Jacobson spearheads a DNR initiative to bolster bluegill sizes. The state has instituted experimental regulations on a sampling of lakes near St. Cloud, Fergus Falls, and Hackensack. Each lake was chosen because of either its history of producing large bluegills and other panfish, or its potential to do so. The special regulations lower daily and possession limits from 30, the current statewide limit, to 10. (In an effort to improve sunfish size, the statewide limit will likely drop to 20.)
So far, in comparison with control lakes, results are promising. Jacobson is confident that future outcomes will reveal more positive data, ultimately creating a useful model for fisheries managers to apply elsewhere. Jacobson adds, "Little lakes in the woods are protected from fishing pressure because they’re hard to access, but that’s not the case with most lakes, including our experimental ones. We’re trying to find ways to improve bluegill sizes on typical waters. We’d like 8-inchers to be more common."
Lakes large in acreage and bluegill stature, such as Minnewaska, Osakis, and Orr’s Pelican Lake, are less susceptible to pillaging, because of their size, but would still produce more and bigger ’gills if catches were reduced. Smaller lakes, on the other hand, simply cannot support angler exploitation.
Code of Ethics.
It’s late ice. Bro camps over a hole, a hot one, and likely the hundredth he’s drilled. ’Gills are glommed all over the sunken island below. A twitch on the line and arc in the rod and Bro’s staring down at a bona fide pounder. He palms it, admiring its tropical coloration, age, and mass. He tips his hand, then hat, and sends her back. Not a keeper, but a breeder. To Bro, a man who makes his living on the lakes, bluegill conservation is foremost.
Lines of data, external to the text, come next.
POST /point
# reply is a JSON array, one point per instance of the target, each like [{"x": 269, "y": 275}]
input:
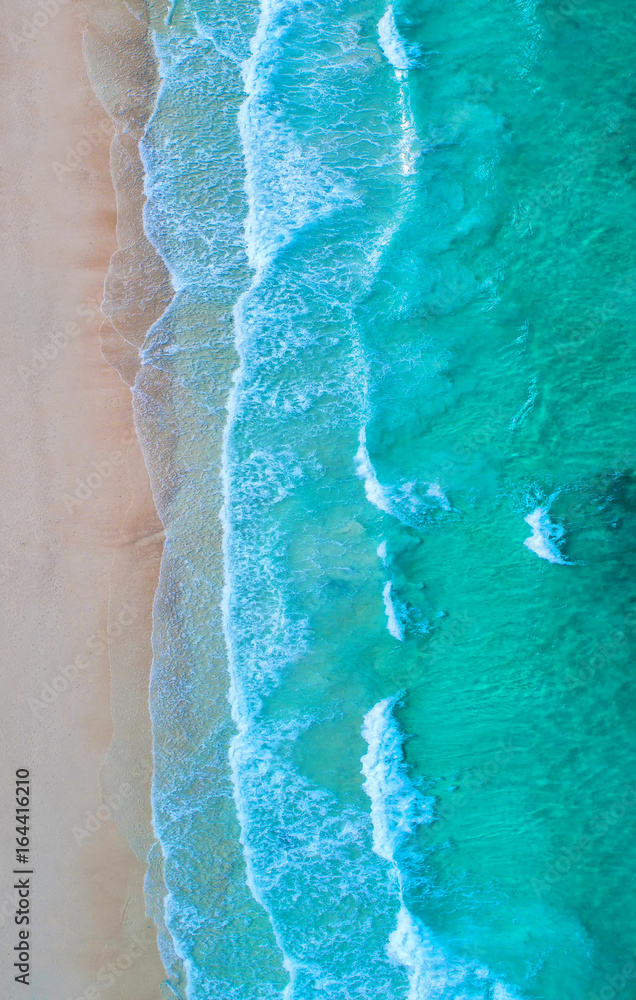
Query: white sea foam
[
  {"x": 392, "y": 44},
  {"x": 364, "y": 467},
  {"x": 397, "y": 807},
  {"x": 435, "y": 490},
  {"x": 393, "y": 623},
  {"x": 546, "y": 537}
]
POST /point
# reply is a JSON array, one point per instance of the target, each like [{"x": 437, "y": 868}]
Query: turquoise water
[{"x": 389, "y": 420}]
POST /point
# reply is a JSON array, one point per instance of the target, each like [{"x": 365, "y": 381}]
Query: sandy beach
[{"x": 80, "y": 542}]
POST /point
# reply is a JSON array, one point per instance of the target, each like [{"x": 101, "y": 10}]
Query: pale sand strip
[{"x": 80, "y": 543}]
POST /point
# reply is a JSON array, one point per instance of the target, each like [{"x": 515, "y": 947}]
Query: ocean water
[{"x": 389, "y": 421}]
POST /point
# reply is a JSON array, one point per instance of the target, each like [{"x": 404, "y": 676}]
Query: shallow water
[{"x": 392, "y": 689}]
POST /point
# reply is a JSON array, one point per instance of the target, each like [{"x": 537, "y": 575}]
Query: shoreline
[{"x": 82, "y": 542}]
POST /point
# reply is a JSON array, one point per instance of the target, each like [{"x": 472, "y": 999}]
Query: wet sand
[{"x": 80, "y": 541}]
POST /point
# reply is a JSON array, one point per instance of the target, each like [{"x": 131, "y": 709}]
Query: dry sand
[{"x": 80, "y": 541}]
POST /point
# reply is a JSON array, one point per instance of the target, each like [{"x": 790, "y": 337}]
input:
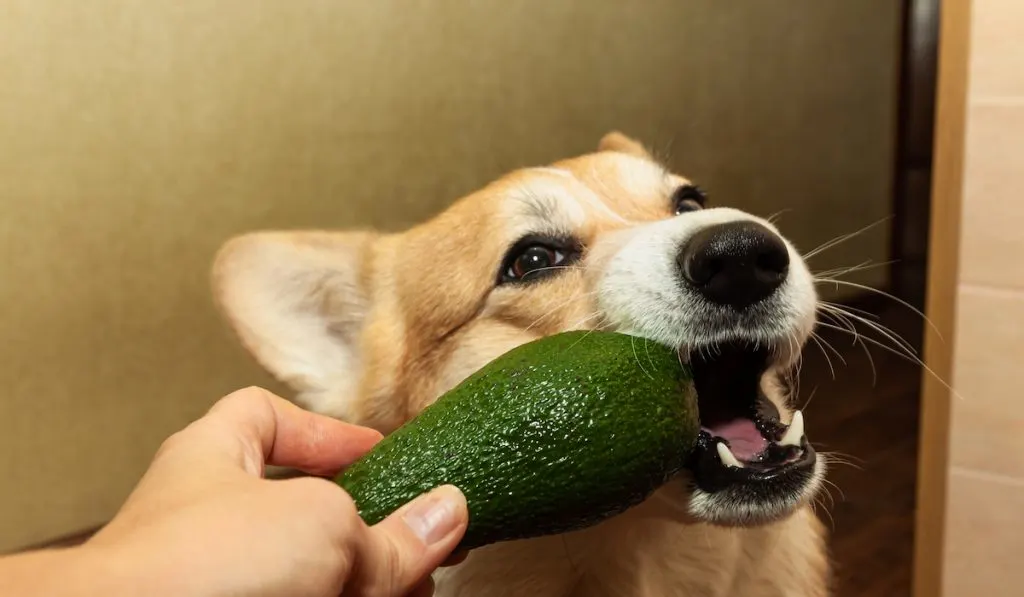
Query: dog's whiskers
[{"x": 841, "y": 239}]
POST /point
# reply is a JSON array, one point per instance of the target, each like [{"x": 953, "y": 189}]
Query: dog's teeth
[
  {"x": 796, "y": 431},
  {"x": 725, "y": 455}
]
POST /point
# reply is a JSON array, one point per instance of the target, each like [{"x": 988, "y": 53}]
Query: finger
[
  {"x": 407, "y": 547},
  {"x": 256, "y": 427},
  {"x": 425, "y": 589},
  {"x": 455, "y": 559}
]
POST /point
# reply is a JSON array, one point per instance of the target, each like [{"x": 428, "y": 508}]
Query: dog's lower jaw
[{"x": 650, "y": 551}]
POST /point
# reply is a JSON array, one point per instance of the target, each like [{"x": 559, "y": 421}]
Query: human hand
[{"x": 204, "y": 522}]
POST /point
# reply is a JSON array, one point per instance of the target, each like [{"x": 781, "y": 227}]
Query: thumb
[{"x": 408, "y": 546}]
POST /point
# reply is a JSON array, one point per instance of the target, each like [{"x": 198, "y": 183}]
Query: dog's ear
[
  {"x": 298, "y": 302},
  {"x": 616, "y": 141}
]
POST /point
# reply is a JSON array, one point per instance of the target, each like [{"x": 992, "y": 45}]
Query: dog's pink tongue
[{"x": 745, "y": 441}]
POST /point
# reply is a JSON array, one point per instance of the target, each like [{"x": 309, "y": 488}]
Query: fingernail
[{"x": 433, "y": 516}]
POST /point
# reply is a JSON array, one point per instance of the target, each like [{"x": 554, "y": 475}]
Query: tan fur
[{"x": 372, "y": 328}]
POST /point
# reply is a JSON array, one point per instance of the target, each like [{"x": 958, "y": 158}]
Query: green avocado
[{"x": 554, "y": 435}]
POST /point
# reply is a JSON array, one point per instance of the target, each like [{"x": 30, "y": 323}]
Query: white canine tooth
[
  {"x": 796, "y": 431},
  {"x": 725, "y": 455}
]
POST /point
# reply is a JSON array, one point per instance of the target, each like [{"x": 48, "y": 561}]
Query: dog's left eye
[
  {"x": 687, "y": 199},
  {"x": 531, "y": 260}
]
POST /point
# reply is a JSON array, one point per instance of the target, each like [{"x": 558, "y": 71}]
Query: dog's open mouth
[{"x": 742, "y": 440}]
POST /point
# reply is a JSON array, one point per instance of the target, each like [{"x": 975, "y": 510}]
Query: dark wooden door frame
[{"x": 914, "y": 139}]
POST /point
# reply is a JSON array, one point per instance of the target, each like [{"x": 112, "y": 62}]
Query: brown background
[{"x": 136, "y": 135}]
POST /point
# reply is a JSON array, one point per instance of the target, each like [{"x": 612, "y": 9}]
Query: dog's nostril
[{"x": 735, "y": 264}]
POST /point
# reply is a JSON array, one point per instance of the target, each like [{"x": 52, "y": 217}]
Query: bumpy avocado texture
[{"x": 554, "y": 435}]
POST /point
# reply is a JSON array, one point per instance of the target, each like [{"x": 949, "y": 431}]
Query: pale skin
[{"x": 204, "y": 522}]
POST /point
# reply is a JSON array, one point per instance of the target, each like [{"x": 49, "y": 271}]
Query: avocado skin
[{"x": 553, "y": 436}]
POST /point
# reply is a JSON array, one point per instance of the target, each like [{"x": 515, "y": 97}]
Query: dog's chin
[{"x": 748, "y": 467}]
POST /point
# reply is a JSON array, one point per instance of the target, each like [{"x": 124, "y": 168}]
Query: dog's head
[{"x": 372, "y": 328}]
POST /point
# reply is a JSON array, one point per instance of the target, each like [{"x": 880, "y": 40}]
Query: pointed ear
[
  {"x": 298, "y": 301},
  {"x": 616, "y": 141}
]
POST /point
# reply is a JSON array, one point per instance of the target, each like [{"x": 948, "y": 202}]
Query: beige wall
[
  {"x": 136, "y": 135},
  {"x": 985, "y": 507}
]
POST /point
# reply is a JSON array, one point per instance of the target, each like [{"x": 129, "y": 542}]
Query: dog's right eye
[{"x": 531, "y": 259}]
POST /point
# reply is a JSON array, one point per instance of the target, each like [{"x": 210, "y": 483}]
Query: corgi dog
[{"x": 371, "y": 328}]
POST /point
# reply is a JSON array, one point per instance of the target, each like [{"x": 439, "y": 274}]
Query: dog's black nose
[{"x": 735, "y": 264}]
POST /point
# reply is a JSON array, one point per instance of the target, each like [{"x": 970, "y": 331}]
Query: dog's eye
[
  {"x": 687, "y": 199},
  {"x": 534, "y": 258}
]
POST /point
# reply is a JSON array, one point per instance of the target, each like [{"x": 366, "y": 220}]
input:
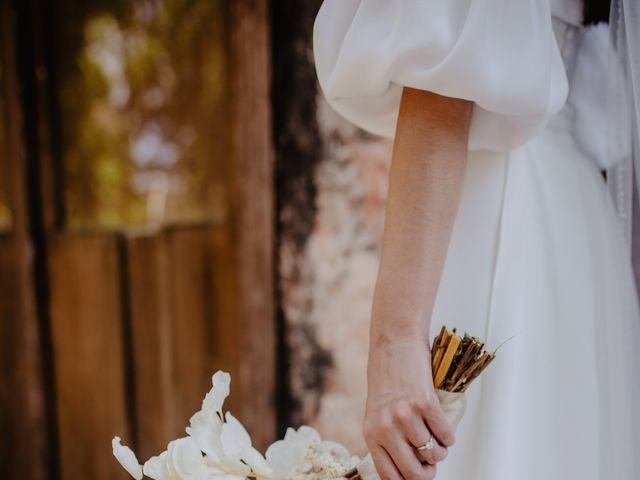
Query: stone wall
[{"x": 331, "y": 183}]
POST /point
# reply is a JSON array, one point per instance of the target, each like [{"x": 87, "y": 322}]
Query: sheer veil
[{"x": 623, "y": 149}]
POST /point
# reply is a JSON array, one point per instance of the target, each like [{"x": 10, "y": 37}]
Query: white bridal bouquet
[{"x": 217, "y": 446}]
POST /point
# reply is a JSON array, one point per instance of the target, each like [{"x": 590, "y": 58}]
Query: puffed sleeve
[{"x": 500, "y": 54}]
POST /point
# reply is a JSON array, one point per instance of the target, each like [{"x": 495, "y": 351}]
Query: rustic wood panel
[
  {"x": 23, "y": 439},
  {"x": 182, "y": 315},
  {"x": 252, "y": 171},
  {"x": 88, "y": 339},
  {"x": 150, "y": 306}
]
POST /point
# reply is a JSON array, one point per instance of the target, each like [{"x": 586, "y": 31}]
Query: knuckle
[
  {"x": 403, "y": 414},
  {"x": 442, "y": 454},
  {"x": 415, "y": 475},
  {"x": 430, "y": 472}
]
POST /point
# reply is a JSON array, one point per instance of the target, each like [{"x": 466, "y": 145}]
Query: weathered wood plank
[
  {"x": 23, "y": 439},
  {"x": 150, "y": 303},
  {"x": 88, "y": 338},
  {"x": 252, "y": 168},
  {"x": 183, "y": 326}
]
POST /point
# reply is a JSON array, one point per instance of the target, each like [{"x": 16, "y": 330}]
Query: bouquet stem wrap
[{"x": 454, "y": 405}]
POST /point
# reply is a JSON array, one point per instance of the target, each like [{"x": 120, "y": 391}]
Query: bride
[{"x": 498, "y": 222}]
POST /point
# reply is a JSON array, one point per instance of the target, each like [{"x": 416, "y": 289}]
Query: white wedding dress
[{"x": 537, "y": 251}]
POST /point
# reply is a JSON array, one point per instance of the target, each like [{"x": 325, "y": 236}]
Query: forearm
[{"x": 425, "y": 184}]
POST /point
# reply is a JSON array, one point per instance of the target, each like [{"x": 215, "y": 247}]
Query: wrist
[{"x": 388, "y": 329}]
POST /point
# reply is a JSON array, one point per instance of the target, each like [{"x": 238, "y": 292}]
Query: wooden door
[{"x": 112, "y": 326}]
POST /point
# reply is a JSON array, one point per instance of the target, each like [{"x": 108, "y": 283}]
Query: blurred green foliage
[{"x": 143, "y": 111}]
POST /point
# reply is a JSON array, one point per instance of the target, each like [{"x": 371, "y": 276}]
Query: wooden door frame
[{"x": 252, "y": 209}]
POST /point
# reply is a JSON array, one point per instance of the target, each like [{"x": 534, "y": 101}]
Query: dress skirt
[{"x": 537, "y": 256}]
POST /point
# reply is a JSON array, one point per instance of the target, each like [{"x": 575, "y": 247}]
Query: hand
[{"x": 402, "y": 410}]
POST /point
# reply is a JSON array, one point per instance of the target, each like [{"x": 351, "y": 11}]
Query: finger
[
  {"x": 417, "y": 433},
  {"x": 404, "y": 458},
  {"x": 384, "y": 465},
  {"x": 438, "y": 424},
  {"x": 435, "y": 455},
  {"x": 429, "y": 471}
]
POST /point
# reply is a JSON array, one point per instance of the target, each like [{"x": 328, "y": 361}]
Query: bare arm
[{"x": 427, "y": 173}]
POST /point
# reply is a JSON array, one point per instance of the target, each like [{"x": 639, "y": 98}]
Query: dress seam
[{"x": 498, "y": 248}]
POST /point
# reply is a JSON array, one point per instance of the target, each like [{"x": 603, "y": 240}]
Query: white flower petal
[
  {"x": 283, "y": 459},
  {"x": 185, "y": 460},
  {"x": 154, "y": 466},
  {"x": 127, "y": 458},
  {"x": 205, "y": 429},
  {"x": 214, "y": 400},
  {"x": 257, "y": 462},
  {"x": 235, "y": 438}
]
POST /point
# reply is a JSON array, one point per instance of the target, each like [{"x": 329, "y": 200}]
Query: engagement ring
[{"x": 427, "y": 446}]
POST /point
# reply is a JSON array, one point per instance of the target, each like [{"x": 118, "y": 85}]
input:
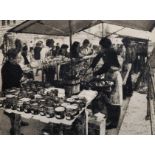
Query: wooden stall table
[{"x": 88, "y": 94}]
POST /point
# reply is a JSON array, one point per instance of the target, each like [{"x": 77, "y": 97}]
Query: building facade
[{"x": 5, "y": 25}]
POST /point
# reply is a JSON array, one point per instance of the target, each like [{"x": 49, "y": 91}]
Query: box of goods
[{"x": 97, "y": 125}]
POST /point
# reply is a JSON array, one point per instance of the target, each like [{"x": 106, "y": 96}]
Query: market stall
[{"x": 72, "y": 83}]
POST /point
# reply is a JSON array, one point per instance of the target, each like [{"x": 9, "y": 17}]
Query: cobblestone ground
[{"x": 134, "y": 122}]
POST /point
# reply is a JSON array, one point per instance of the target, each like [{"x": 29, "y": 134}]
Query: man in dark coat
[{"x": 11, "y": 71}]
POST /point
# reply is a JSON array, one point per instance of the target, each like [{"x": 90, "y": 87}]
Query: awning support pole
[{"x": 70, "y": 33}]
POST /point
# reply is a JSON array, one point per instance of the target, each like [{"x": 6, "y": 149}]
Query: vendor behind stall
[
  {"x": 85, "y": 48},
  {"x": 127, "y": 69},
  {"x": 75, "y": 50},
  {"x": 48, "y": 52},
  {"x": 115, "y": 97},
  {"x": 108, "y": 55},
  {"x": 63, "y": 50},
  {"x": 11, "y": 71}
]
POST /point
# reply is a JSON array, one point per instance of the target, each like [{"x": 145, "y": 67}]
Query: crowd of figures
[{"x": 119, "y": 63}]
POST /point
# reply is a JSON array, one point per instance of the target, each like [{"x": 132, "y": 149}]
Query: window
[{"x": 3, "y": 23}]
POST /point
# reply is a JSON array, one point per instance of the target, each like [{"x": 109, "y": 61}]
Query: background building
[{"x": 6, "y": 25}]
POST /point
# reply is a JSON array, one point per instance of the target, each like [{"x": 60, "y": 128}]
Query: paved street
[{"x": 134, "y": 122}]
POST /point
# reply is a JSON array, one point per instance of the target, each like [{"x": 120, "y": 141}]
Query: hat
[
  {"x": 105, "y": 42},
  {"x": 126, "y": 40},
  {"x": 12, "y": 53},
  {"x": 64, "y": 46},
  {"x": 86, "y": 41}
]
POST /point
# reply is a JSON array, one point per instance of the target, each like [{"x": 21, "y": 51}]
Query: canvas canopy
[{"x": 65, "y": 27}]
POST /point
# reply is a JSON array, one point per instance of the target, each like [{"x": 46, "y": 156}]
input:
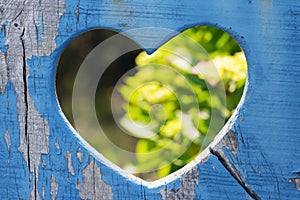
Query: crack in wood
[
  {"x": 233, "y": 171},
  {"x": 25, "y": 94}
]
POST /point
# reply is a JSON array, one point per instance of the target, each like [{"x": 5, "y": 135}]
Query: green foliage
[{"x": 169, "y": 96}]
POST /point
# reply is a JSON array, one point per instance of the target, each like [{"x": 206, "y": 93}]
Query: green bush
[{"x": 169, "y": 95}]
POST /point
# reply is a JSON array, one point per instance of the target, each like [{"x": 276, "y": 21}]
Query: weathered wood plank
[{"x": 41, "y": 156}]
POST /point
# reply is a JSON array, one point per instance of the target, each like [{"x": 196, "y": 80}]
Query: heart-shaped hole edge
[{"x": 100, "y": 158}]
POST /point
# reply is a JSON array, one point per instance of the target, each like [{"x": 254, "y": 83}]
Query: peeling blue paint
[
  {"x": 268, "y": 119},
  {"x": 13, "y": 167},
  {"x": 3, "y": 47}
]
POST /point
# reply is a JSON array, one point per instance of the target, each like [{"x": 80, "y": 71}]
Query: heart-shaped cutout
[{"x": 151, "y": 114}]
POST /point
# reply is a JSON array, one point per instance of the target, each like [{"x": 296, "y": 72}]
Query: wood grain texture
[{"x": 42, "y": 158}]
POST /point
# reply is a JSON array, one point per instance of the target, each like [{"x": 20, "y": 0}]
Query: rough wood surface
[{"x": 255, "y": 156}]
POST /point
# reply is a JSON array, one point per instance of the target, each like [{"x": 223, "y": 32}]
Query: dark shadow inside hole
[
  {"x": 222, "y": 49},
  {"x": 69, "y": 64}
]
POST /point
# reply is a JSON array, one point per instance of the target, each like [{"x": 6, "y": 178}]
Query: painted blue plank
[{"x": 268, "y": 121}]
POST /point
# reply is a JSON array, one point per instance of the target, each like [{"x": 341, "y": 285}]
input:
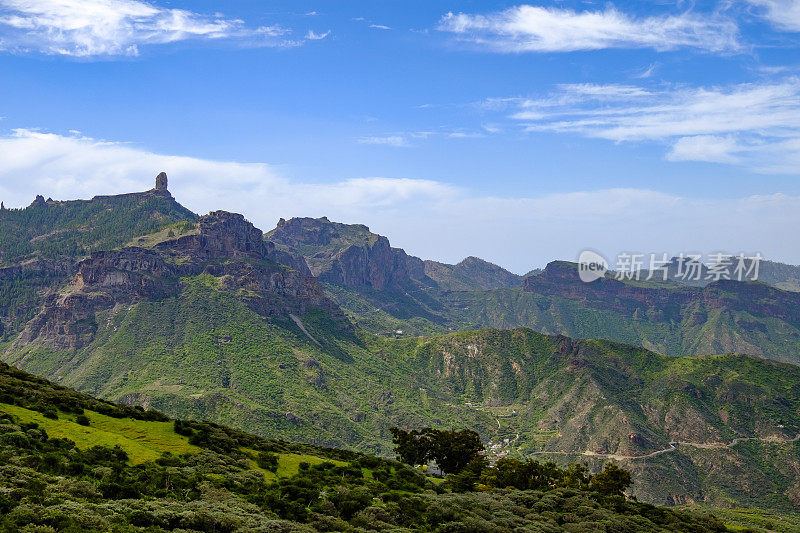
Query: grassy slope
[
  {"x": 203, "y": 355},
  {"x": 48, "y": 484}
]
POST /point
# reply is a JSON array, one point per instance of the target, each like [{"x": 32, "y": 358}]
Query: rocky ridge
[{"x": 227, "y": 247}]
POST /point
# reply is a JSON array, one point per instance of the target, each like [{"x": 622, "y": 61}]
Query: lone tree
[{"x": 451, "y": 450}]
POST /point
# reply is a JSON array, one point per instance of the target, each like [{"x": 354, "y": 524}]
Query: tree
[
  {"x": 453, "y": 450},
  {"x": 413, "y": 447},
  {"x": 612, "y": 481}
]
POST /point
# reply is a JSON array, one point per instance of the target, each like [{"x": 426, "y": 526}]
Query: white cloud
[
  {"x": 428, "y": 218},
  {"x": 87, "y": 28},
  {"x": 710, "y": 148},
  {"x": 312, "y": 36},
  {"x": 783, "y": 14},
  {"x": 752, "y": 124},
  {"x": 529, "y": 28}
]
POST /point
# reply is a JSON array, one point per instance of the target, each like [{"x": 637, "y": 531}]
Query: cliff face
[
  {"x": 227, "y": 247},
  {"x": 348, "y": 255}
]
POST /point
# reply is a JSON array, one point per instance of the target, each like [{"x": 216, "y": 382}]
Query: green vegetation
[
  {"x": 213, "y": 484},
  {"x": 39, "y": 244},
  {"x": 451, "y": 450}
]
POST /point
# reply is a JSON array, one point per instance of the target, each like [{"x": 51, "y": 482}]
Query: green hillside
[
  {"x": 40, "y": 244},
  {"x": 203, "y": 354},
  {"x": 73, "y": 463}
]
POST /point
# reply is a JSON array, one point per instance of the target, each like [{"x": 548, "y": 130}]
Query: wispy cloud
[
  {"x": 313, "y": 36},
  {"x": 89, "y": 28},
  {"x": 783, "y": 14},
  {"x": 529, "y": 28},
  {"x": 753, "y": 124},
  {"x": 427, "y": 217}
]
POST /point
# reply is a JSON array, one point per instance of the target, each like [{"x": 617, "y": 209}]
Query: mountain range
[{"x": 324, "y": 333}]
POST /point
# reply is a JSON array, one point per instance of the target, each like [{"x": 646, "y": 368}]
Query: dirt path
[{"x": 672, "y": 447}]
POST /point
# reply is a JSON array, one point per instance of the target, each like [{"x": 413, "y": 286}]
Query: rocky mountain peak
[
  {"x": 347, "y": 254},
  {"x": 161, "y": 182}
]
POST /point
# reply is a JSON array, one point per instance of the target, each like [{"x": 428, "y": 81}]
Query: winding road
[{"x": 672, "y": 447}]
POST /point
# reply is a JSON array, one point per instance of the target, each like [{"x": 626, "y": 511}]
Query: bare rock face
[
  {"x": 161, "y": 182},
  {"x": 688, "y": 303},
  {"x": 104, "y": 280},
  {"x": 347, "y": 254},
  {"x": 227, "y": 247}
]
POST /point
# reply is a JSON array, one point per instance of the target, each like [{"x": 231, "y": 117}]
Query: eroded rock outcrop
[
  {"x": 348, "y": 254},
  {"x": 227, "y": 247}
]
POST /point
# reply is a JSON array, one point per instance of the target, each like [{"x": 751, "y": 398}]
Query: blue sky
[{"x": 517, "y": 132}]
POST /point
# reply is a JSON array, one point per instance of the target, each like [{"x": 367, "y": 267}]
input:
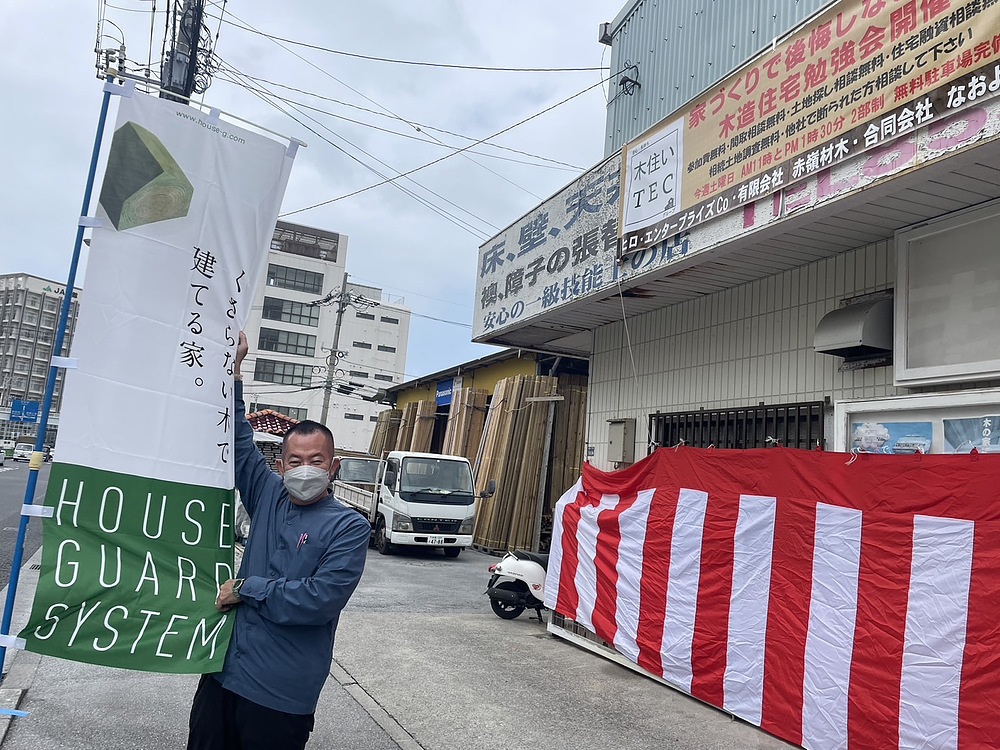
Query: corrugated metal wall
[
  {"x": 684, "y": 46},
  {"x": 746, "y": 345}
]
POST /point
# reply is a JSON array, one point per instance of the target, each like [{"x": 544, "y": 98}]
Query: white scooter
[{"x": 517, "y": 583}]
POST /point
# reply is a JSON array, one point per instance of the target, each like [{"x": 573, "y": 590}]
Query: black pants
[{"x": 223, "y": 720}]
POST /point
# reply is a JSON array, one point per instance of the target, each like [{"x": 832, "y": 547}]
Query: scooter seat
[{"x": 542, "y": 560}]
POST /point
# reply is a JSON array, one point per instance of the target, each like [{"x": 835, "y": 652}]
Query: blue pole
[{"x": 35, "y": 464}]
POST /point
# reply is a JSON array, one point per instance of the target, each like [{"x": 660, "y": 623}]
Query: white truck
[{"x": 418, "y": 499}]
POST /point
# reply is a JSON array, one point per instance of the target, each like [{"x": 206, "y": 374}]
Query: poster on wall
[
  {"x": 962, "y": 435},
  {"x": 892, "y": 437}
]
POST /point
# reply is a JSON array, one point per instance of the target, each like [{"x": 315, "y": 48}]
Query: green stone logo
[{"x": 143, "y": 184}]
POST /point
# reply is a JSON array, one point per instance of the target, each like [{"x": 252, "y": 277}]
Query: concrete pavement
[{"x": 421, "y": 663}]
Although it’s not carved in stone or written in the stars, cult members maintain a code of ethics. Chief among these is the rite of release. Additionally, they don’t litter, usually tidying up the ice and boat landings instead. They liberate bass, pike, and muskies, understanding their importance in the ecosystem. And when they do plunk a few fish in the bucket, it’s for a meal, not the freezer. Anyone who cleans a limit (or more) of giant bluegills isn’t a ’Gill Master, but rather a pilferer, a poacher of what could be.